La alimentación durante la lactancia debe ser equilibrada, variada y suficiente para cubrir los requerimientos nutricionales.
Se recomienda fraccionar la alimentación en 4-5 tomas diarias para asegurar las demandas y elegir alimentos con mayor calidad nutritiva (altos en vitaminas, minerales y, bajos en energía o calorías).
Realizar un desayuno completo. Para ello es necesario una ración de lácteos (yogur o queso o leche), un farináceo (pan o cereales de desayuno o galletas simples) y una fruta (entera)
Realizar un tentempié ligero a media mañana (tostadas con queso fresco o fiambre de pavo, yogur con un puñado de frutos secos, yogur y una pieza de fruta, ).
Un consumo diario de lácteos (yogur, leche, queso). Es aconsejable 3-4 raciones diarias para lograr el aporte suficiente en calcio y fósforo. Además, estos alimentos también contienen vitamina D, lactosa y proteínas que favorecen la absorción del calcio.
Una ración de lácteos equivale a: 1 vaso de leche (250cc) o 2 yogures o 40 gr de queso curado o 80-100gr de queso fresco.

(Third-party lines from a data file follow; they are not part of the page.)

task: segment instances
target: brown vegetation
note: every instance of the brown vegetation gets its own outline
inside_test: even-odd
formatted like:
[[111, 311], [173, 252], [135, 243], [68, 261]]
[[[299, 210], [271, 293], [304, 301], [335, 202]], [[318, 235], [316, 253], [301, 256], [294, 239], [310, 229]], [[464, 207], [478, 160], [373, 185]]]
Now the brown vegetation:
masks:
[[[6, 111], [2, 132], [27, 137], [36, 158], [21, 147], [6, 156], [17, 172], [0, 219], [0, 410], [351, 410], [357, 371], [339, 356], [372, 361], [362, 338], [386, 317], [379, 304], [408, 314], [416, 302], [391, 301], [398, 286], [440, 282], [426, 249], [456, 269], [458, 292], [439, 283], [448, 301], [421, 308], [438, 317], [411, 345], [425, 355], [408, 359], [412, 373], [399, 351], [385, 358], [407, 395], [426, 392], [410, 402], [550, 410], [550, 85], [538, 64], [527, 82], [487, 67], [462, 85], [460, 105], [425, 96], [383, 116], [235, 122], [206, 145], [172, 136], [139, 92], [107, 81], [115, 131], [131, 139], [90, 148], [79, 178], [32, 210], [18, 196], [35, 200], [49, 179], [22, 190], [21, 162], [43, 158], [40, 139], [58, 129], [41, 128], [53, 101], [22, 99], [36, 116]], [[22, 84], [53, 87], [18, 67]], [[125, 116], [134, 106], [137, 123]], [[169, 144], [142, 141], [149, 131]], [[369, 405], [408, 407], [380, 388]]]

Consumir a diario farináceos y elegir la opción integral (pan, arroz, patata, pasta, legumbres) para aumentar la cantidad de fibra.
Consumir un mínimo de 5 raciones de fruta y vegetales al día, con la finalidad de asegurar las demandas de fibra, minerales y vitaminas. Se recomienda 3 raciones de frutas y 2-4 de verduras o ensaladas (cruda y cocida como plato principal o acompañamiento).

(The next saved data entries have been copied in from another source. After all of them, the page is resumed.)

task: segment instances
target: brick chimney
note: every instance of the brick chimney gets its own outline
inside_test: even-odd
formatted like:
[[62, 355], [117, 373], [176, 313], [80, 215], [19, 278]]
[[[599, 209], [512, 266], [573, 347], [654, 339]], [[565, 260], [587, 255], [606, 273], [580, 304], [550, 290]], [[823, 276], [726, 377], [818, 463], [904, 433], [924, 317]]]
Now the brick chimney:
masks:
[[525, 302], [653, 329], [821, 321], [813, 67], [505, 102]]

Una ración de fruta equivale a: una pieza mediana (120-200gr de fruta) y una ración de vegetales a equivale a: un plato (200gr)
Introducir proteínas de alto valor biológico en la alimentación diaria (pescado, carne o huevo). Además estas proteínas son fuentes ricas en hierro hemo, que absorbemos mejor que el hierro no hemo, propio de los vegetales. Se recomienda 2 raciones diarias.
Una ración de carne, pescado y huevo equivale a: carne (80-100gr), pescado blanco y azul (150-200gr), pollo (100gr), huevo (2 unidades tamaño pequeño)
Beber entre 2 o 3 litros de agua diaria, ya que es el principal nutriente de la leche materna. Las frutas, verduras, hortalizas, las sopas y purés también contienen agua y, contribuyen a la ingesta hídrica.
Se debe evitar el abuso de condimentos fuertes o ciertos alimentos (col, espárragos, ajo, cebolla, ). Éstos pueden transferir el sabor a la leche.
Suprimir el consumo de alcohol porque inhibe la absorción de nutrientes y pasa a la leche materna
Evitar el consumo de bebidas excitantes o estimulantes (café, té, refrescos con cafeína,..), por pasar a la leche y producir irritabilidad.
Controlar el estrés en la madre. Un alto nivel puede reducir el volumen de la leche.